ERA-SHACL-Benchmark: A real-world benchmark to assess the performance and quality of in-memory SHACL engines

Tracking #: 3972-5186

Authors: 
Edgar Martinez
Edna Ruckhaus
Jhon Toledo
Daniel Doña
Oscar Corcho

Responsible editor: 
Elena Demidova

Submission type: 
Other
Abstract: 
With the growing use of graph-based data on the web and concerns around the quality of published data, validating knowledge graphs has become increasingly important. The Shapes Constraint Language (SHACL) is a World Wide Web Consortium (W3C) recommendation to validate RDF graphs against predefined constraints. Multiple SHACL engines have been developed that offer overlapping functionalities but also differ in several aspects (in terms of the data formats they can deal with, support of constraints and inference, reporting of constraint violations, and early detection of invalid entities, among others). Some of these engines have been evaluated using performance benchmarks that rely entirely on partial or synthetic datasets, with little to no emphasis on conformance, which limits their applicability to full-scale real-world scenarios. Moreover, as application demands grow in terms of validation processing speed and quality, a good balance between efficiency and reporting correctness, completeness, and comprehensiveness has become critical. In this paper, we present the ERA-SHACL-Benchmark, a comprehensive benchmark for evaluating SHACL engines based on real data and shapes used by the European Agency of Railways (ERA) Register of Infrastructure (RINF) System . Our benchmark includes a suite of tests designed to assess engine correctness by comparing generated reports to expected outcomes, measure performance in terms of load time, validation time, and memory usage, and evaluate the completeness and comprehensiveness of the generated validation reports.
Full PDF Version: 
Tags: 
Reviewed

Decision/Status: 
Major Revision

Solicited Reviews:
Click to Expand/Collapse
Review #1
Anonymous submitted on 15/Mar/2026
Suggestion:
Major Revision
Review Comment:

The paper presents the ERA-SHACL-Benchmark, a benchmark for evaluating in-memory SHACL validation engines. The benchmark assesses engine performance (load time, validation time, memory) and conformance (correctness, completeness, comprehensiveness). It involves the European Union Agency for Railways (ERA) KG, together with the corresponding SHACL shapes. This SHACL shapes contains 275 SHACL-core and SHACL-SPARQL shapes for the evaluation of performance, completeness and comprehensiveness dimensions, while another 44 unit test shapes are extracted from the 275 shapes for correctness evaluation. Eight open-source engines are evaluated. The benchmark is released on GitHub. This work is a helpful addition to the existing benchmarking of SHACL engines and will likely be of interest to the SHACL engine development community. The use of a production KG with real-world SHACL shapes addresses the gap that existing benchmarks rely on synthetic or partial datasets and largely ignore conformance. The discovery and upstream reporting of multiple engine bugs further demonstrates the practical value of this work.

- Strengths
1. Real-world KG and SHACL shapes. Unlike all prior benchmarks reviewed in Section 2, ERA-SHACL-Benchmark uses full production KG and SHACL shapes.

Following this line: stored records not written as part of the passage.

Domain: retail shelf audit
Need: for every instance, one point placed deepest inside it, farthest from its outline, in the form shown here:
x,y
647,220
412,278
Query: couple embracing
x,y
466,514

2. Multi-dimensional conformance assessment. The metrics, including correctness, completeness, and comprehensiveness, add value over purely performance-oriented benchmarks.

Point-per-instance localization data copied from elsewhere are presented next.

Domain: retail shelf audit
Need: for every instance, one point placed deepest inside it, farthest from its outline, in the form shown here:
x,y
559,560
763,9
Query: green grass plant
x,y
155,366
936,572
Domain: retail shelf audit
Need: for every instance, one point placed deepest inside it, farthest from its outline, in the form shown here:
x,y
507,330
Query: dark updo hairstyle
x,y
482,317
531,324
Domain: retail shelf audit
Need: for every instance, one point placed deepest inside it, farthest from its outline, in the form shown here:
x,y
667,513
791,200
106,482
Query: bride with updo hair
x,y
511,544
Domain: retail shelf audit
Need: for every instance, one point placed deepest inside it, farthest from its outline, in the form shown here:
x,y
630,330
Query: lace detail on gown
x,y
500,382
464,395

3. Breadth of engines covered. The benchmark evaluates eight engines, offering a representative coverage of the existing SHACL engines.

4. Direct community impact. Five bug reports filed with and acknowledged by upstream engine maintainers demonstrate that the benchmark already has a practical impact.

5. All benchmark resources are publicly available on GitHub and well organized with the README file.

- Major Comments

1. Incomplete coverage of SHACL target declarations and lack of systematic core constraint coverage report.

Based on my inspection of the benchmark repo on Github, the unit tests used for the correctness dimension only involves sh:targetNode, while the shapes used for the completeness and comprehensiveness dimensions involved sh:targetClass. The sh:targetSubjectsOf and sh:targetObjectsOf appear to be absent from the benchmark entirely. This is a substantive gap in coverage that is not adequately discussed/reported in the paper now. The concluding remark that the benchmark is "not exhaustive in terms of constraints variety" is insufficient. The paper needs to have a systematic account of which core constraint components, including target declarations, are covered or not covered. The paper should provide a clear and structured discussion of this limitation, including an explanation of what impact this has for the interpretation of the results.

2. Absence of a ground truth for completeness assessment undermines a core claim.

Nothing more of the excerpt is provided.